U.S. Court of Appeals for the Eleventh Circuit, 2010

United States v. Marco Antonio Hernandez-Espinoza

United States v. Marco Antonio Hernandez-Espinoza
U.S. Court of Appeals for the Eleventh Circuit · Decided May 13, 2010 · Tjoflat, Martin, Anderson
379 F. App'x 851

United States v. Marco Antonio Hernandez-Espinoza

Opinion

PER CURIAM:

John M. Kennemer, appointed counsel for Marco Antonio Hernandez-Espinoza in this direct criminal appeal, has moved to withdraw from further representation of the appellant and has filed a brief pursuant *852 to Anders v.

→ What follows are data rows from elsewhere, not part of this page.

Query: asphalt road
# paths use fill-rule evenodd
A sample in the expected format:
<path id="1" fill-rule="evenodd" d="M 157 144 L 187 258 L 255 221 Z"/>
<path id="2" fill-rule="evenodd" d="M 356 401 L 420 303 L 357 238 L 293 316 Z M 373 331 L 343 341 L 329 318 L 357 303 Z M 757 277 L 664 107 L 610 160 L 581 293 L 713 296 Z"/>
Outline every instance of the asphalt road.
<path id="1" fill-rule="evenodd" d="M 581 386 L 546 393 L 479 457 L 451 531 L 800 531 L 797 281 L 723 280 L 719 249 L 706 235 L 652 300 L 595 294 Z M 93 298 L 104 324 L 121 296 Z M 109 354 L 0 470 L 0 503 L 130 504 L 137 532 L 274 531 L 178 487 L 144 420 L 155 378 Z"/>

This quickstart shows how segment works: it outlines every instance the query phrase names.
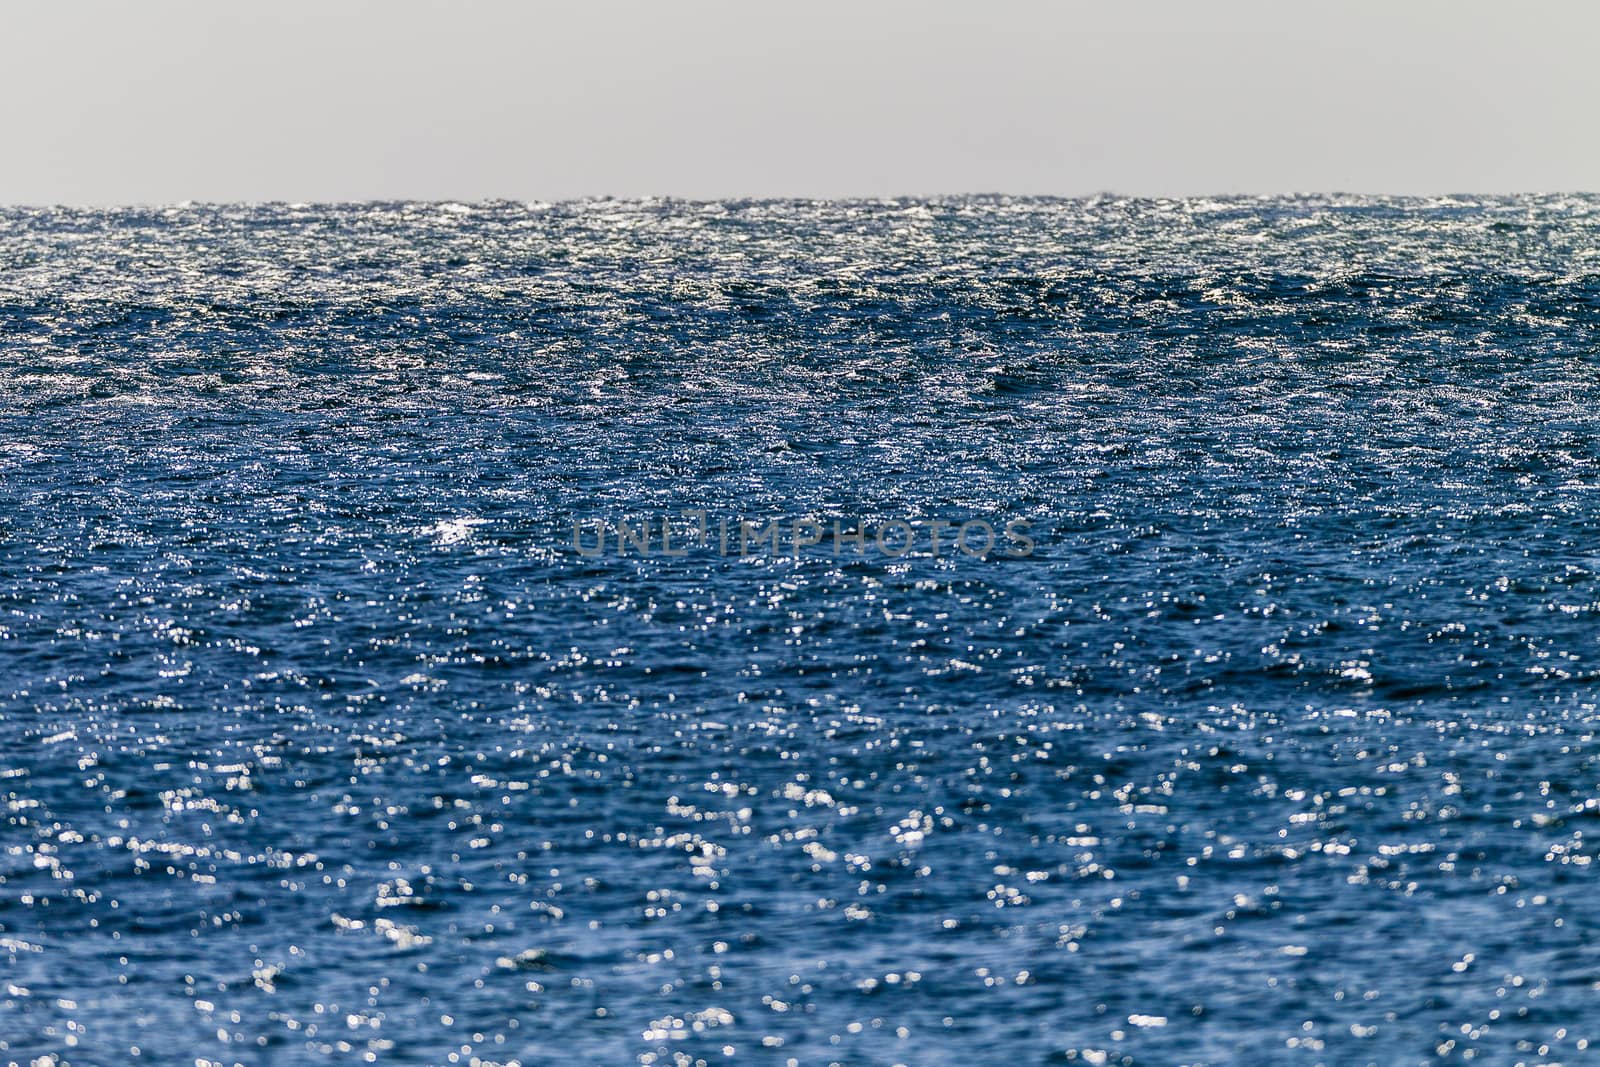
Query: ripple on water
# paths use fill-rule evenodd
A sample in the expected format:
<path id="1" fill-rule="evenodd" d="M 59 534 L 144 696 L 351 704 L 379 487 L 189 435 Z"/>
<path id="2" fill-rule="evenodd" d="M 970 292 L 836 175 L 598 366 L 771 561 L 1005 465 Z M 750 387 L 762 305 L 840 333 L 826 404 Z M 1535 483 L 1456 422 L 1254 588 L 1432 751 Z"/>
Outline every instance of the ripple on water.
<path id="1" fill-rule="evenodd" d="M 0 1053 L 1582 1060 L 1596 206 L 0 211 Z"/>

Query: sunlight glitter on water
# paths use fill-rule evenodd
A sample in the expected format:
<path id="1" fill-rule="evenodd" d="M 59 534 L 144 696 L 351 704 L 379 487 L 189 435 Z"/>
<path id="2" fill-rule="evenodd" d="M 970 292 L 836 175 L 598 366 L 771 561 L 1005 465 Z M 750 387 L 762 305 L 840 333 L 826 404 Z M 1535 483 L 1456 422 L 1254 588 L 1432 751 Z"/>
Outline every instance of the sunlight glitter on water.
<path id="1" fill-rule="evenodd" d="M 1581 1062 L 1596 206 L 0 212 L 0 1052 Z"/>

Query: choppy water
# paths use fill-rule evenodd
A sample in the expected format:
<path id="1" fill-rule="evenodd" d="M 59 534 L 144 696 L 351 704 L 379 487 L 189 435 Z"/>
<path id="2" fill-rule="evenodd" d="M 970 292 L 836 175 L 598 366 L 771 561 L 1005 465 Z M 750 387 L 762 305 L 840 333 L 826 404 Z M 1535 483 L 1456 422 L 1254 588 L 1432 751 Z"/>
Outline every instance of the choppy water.
<path id="1" fill-rule="evenodd" d="M 1593 198 L 0 212 L 0 1059 L 1588 1062 L 1597 327 Z"/>

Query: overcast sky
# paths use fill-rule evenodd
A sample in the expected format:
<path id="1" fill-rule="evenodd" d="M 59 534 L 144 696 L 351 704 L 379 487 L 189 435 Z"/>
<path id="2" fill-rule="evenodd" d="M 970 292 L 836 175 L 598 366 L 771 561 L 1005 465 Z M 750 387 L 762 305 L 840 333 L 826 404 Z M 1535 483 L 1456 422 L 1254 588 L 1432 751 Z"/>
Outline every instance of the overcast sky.
<path id="1" fill-rule="evenodd" d="M 1600 189 L 1592 0 L 33 0 L 0 202 Z"/>

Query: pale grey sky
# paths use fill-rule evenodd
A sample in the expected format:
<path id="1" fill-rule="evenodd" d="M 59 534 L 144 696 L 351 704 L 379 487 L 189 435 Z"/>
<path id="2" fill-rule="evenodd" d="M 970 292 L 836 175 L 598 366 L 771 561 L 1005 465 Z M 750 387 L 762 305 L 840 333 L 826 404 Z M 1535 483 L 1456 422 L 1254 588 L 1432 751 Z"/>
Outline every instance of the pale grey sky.
<path id="1" fill-rule="evenodd" d="M 1592 0 L 17 0 L 0 202 L 1600 189 Z"/>

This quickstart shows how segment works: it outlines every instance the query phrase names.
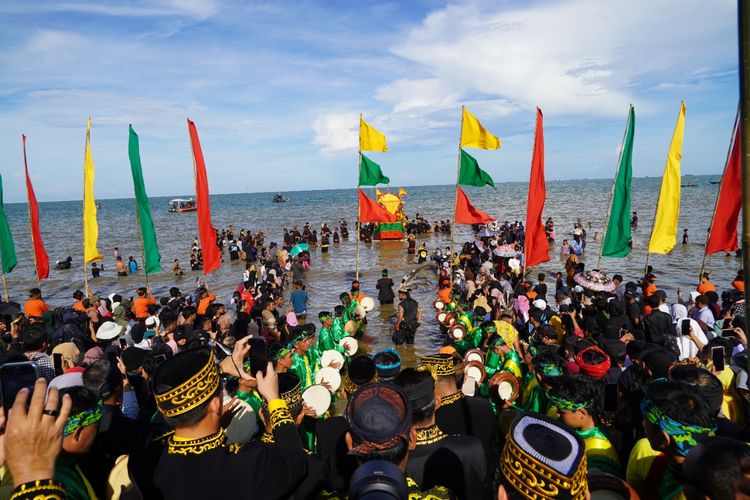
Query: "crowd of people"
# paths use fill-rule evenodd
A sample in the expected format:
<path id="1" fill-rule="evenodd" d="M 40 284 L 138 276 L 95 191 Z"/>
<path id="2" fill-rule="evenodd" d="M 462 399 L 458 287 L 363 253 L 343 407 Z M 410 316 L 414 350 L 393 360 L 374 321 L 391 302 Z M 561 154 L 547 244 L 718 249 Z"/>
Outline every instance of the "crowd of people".
<path id="1" fill-rule="evenodd" d="M 30 290 L 0 322 L 4 399 L 4 366 L 31 362 L 39 378 L 3 401 L 0 497 L 750 494 L 742 271 L 721 294 L 705 273 L 669 304 L 658 270 L 628 281 L 571 252 L 554 279 L 532 278 L 520 223 L 478 227 L 458 252 L 432 252 L 434 302 L 388 269 L 364 284 L 396 302 L 391 330 L 368 332 L 394 347 L 367 353 L 378 306 L 362 283 L 308 311 L 310 247 L 345 229 L 292 227 L 280 245 L 222 231 L 225 255 L 246 262 L 227 303 L 206 286 L 138 288 L 76 291 L 51 310 Z M 414 253 L 426 260 L 426 245 Z M 427 334 L 442 346 L 402 366 L 402 346 Z"/>

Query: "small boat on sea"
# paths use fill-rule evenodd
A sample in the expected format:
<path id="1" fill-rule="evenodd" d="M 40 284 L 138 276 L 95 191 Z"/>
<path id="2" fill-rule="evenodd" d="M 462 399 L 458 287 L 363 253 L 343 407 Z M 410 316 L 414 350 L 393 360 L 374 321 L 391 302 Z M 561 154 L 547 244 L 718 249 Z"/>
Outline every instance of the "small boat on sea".
<path id="1" fill-rule="evenodd" d="M 286 203 L 287 201 L 289 201 L 289 198 L 287 198 L 286 196 L 282 196 L 281 193 L 276 193 L 273 196 L 274 203 Z"/>
<path id="2" fill-rule="evenodd" d="M 192 198 L 175 198 L 169 200 L 169 211 L 182 213 L 182 212 L 195 212 L 198 210 L 198 206 L 195 204 L 195 200 Z"/>
<path id="3" fill-rule="evenodd" d="M 711 184 L 721 184 L 721 181 L 709 181 Z"/>
<path id="4" fill-rule="evenodd" d="M 694 187 L 698 187 L 698 184 L 683 184 L 682 187 L 684 187 L 684 188 L 694 188 Z"/>

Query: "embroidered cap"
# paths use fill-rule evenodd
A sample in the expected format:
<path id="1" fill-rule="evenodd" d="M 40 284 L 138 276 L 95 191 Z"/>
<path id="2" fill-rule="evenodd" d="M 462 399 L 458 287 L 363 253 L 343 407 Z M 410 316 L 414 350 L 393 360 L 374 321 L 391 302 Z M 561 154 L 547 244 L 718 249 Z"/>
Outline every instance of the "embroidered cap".
<path id="1" fill-rule="evenodd" d="M 344 375 L 344 390 L 349 395 L 354 394 L 360 386 L 376 380 L 377 374 L 375 361 L 369 356 L 352 358 Z"/>
<path id="2" fill-rule="evenodd" d="M 219 389 L 214 353 L 191 349 L 166 360 L 154 374 L 154 396 L 165 417 L 176 417 L 202 405 Z"/>
<path id="3" fill-rule="evenodd" d="M 346 405 L 354 447 L 353 455 L 369 455 L 409 442 L 411 404 L 403 389 L 372 383 L 359 388 Z"/>
<path id="4" fill-rule="evenodd" d="M 419 365 L 421 370 L 429 371 L 434 379 L 437 379 L 437 377 L 447 377 L 456 374 L 453 356 L 450 354 L 425 356 L 419 360 Z"/>
<path id="5" fill-rule="evenodd" d="M 401 371 L 401 356 L 393 348 L 373 354 L 372 360 L 375 362 L 378 380 L 381 382 L 393 380 Z"/>
<path id="6" fill-rule="evenodd" d="M 585 447 L 560 422 L 521 413 L 510 426 L 500 458 L 503 484 L 523 498 L 586 498 Z"/>

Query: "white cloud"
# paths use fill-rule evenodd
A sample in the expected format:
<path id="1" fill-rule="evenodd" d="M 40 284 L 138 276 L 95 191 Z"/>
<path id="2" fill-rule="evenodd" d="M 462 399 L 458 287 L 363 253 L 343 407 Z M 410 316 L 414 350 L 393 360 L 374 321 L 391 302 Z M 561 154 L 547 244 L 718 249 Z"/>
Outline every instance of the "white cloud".
<path id="1" fill-rule="evenodd" d="M 8 2 L 0 6 L 6 14 L 77 12 L 123 17 L 186 16 L 206 19 L 219 9 L 216 0 L 158 0 L 150 4 L 123 5 L 122 2 Z"/>
<path id="2" fill-rule="evenodd" d="M 359 140 L 359 116 L 352 112 L 325 113 L 315 119 L 313 131 L 313 143 L 323 154 L 354 151 Z"/>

California, 386 U.S. 738, 87 S.Ct. 1396, 18 L.Ed.2d 493 (1967). Ken-nemer’s brief asserts nothing more than a “bare conclusion” that Hernandez-ESpino-za’s appeal lacks merit, citing no authority to support his view that the appeal is frivolous. The brief falls far short of the Anders protocol. See id. at 744, 87 S.Ct. at 1400 (after a “conscientious examination” of the case, the attorney must submit a brief “referring to anything in the record that might arguably support the appeal”); see also United States v. Blackwell, 767 F.2d 1486, 1487-88 (11th Cir. 1985) (the Anders brief must point out “any irregularities in the trial process or other potential error which, although in his judgment not a basis for appellate relief, might, in the judgment of his client or another counselor or the court, be arguably meritorious”) (emphasis in original).

Nonetheless, our independent examination of the entire record reveals no arguably meritorious issues. Accordingly, counsel’s motion to withdraw is GRANTED, and Hernandez-Espinoza’s conviction and sentence are AFFIRMED.